On the other hand, software that offers an insane amount of operations and no workflow is very hard to use. Either the user has to figure out which operations to use when, or they need trainers and consultants and manuals and lots and lots of implementation money to get it going. Sure, high functionality software is more powerful, but only the powerful can use it. Interestingly enough, I see a lot of software that started with a few flows, but then got patched so many times to suit different users’ needs that the operation count went crazy and these new operations were not integrated into existing flows.
You can always tell if software was designed for functionality instead of flow:
- Each screen displays an incredible amount of detail. Instead of providing the information the user needs, they get to see the raw data and have to interpret it themselves. Workflow based systems show only the pertinent information on screens.

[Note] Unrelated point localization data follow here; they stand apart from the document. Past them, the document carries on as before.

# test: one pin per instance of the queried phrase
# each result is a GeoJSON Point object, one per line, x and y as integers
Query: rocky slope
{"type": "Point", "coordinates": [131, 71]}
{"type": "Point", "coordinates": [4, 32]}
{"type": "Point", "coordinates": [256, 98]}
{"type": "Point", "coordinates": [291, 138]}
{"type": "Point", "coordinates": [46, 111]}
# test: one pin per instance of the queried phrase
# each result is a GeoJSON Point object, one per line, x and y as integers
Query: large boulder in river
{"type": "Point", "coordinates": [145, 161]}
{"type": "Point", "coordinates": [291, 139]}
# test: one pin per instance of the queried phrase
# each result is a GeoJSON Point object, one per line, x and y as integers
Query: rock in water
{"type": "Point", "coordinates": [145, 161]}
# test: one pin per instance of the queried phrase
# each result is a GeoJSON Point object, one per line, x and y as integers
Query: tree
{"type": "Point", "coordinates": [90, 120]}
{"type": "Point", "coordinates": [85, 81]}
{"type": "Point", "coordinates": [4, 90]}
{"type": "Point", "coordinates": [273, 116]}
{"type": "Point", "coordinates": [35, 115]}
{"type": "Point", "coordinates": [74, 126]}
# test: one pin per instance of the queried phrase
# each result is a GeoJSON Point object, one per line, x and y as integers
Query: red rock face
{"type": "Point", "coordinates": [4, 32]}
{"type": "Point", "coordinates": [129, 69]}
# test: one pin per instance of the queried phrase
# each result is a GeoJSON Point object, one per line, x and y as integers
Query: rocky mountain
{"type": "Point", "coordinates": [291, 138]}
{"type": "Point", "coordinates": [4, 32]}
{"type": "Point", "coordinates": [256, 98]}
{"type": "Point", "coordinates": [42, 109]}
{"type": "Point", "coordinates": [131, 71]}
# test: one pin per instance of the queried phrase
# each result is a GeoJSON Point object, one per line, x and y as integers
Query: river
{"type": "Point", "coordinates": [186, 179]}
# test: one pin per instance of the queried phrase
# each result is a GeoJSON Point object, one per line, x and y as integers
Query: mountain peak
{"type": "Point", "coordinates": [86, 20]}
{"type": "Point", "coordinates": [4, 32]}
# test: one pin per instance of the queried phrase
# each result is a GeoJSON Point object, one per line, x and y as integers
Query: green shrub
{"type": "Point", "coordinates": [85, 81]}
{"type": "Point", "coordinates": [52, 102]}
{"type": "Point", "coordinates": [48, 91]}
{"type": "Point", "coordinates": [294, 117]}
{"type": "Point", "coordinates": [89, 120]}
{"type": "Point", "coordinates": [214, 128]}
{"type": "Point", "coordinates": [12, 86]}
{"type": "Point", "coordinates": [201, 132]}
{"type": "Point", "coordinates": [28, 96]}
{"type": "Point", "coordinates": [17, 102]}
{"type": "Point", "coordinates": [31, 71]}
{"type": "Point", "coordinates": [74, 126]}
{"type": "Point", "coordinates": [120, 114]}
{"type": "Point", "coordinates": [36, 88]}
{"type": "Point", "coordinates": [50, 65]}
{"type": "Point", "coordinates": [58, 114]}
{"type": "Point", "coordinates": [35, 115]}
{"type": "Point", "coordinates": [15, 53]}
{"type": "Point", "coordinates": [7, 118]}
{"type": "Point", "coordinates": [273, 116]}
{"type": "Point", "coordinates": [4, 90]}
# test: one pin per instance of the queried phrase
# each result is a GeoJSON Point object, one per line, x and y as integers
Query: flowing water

- There is a dizzying number of items on each application menu or toolbar. I’ve seen systems where you need a 21” screen just to fit the menus on-screen. How the heck is a user supposed to work through all of these and know which apply, which to use next and what each one does. Workflow based systems only show the applicable actions.

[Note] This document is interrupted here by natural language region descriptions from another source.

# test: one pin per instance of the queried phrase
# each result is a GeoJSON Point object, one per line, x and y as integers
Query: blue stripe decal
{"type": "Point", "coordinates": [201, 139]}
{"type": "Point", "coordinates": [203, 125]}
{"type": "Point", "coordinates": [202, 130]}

When using applications, the user really needs to know the following:
- How do I start a process or workflow to do something
- Where am I now in the current workflow
- What should happen next
- When is the process complete
You’ve all seen hack solutions to this. Microsoft’s Wizards are a great example of using flow to hook together functionality to help users achieve a complex goal, but the wizards themselves are a hack because users can perform each step manually using the menus. Think Windows multistep next, next, next wizards to install software vs OS X drag and drop vs Linux
On the other hand, Adobe’s Lightroom has a fantastic flow to help photographers process their work. First you manage the upload and storage of the photos (Library), then you process them (Develop), then you release them (Book, Slideshow, Print or Web). There is an incredible amount of functionality in this product, but the user only gets to see and use what’s necessary at each step.
Now think about how you work on your own. How do you use software to perform your own workflows.
In my case, for example, I have a blog writing flow. I start with the idea in nvAlt, structure the thoughts in MindNode Pro, write a draft in Byword, come back later and revise a few times, then finally post it to the site. The functionality I need is available at each step, and at a glance I can see where an article is up to.
The above is a simple workflow using simple systems. I could replace some of the simple tools I use with more complex ones (e.g. MS Word instead of Byword) and stay in the flow, but it would be harder to execute and even harder to explain it to others. The thing is, complex systems that have massive functionality can be designed (or customized) to implement flow too, just as easily. All you have to do to focus on workflow is to:
- Have a workflow status for all things. This may be a simple as a file name, or a folder location, or as complex as a state machine status in a database field.
- Always have an indication on screen what to do next (if it’s a complex integrated system). If a user opens a trade on a financial system, the status should indicate whether it has settled and what next the user needs to do.
- Only show actions that apply to this element in this state. Get rid of all the menus and buttons that are unrelated. Users can then see the things they can do with the current element and not be confused by all the other unrelated operations in the system.
- Either pick a product that implements a single best flow, or, if unavailable, pick a flow and try it out. Use it for a time and get a feel for how well it works (where am I, what can I do now, what shall I do next). If the current flow does not work, pick another, and try that out. Eventually you’ll fins a workflow that will make sense.
- Eliminate useless steps in the workflow. One of my big bugbears is watching people execute operations in systems that are unnecessary, but since the operation exists, they feel they have to do so. Fewer operations in a workflow implies higher productivity.
Whether you am designing a small reporting application or an end-to-end Hedge Fund management system, always focus on the flow. That helps you to choose how things should be done and prioritize which functions to implement. It makes your software so much easier to use as the visible functions are workflows which are simple, clear, and display only the actions users can and need to take.
Workflow is functionality, the best operations sequenced together in the best way possible. And that makes better software.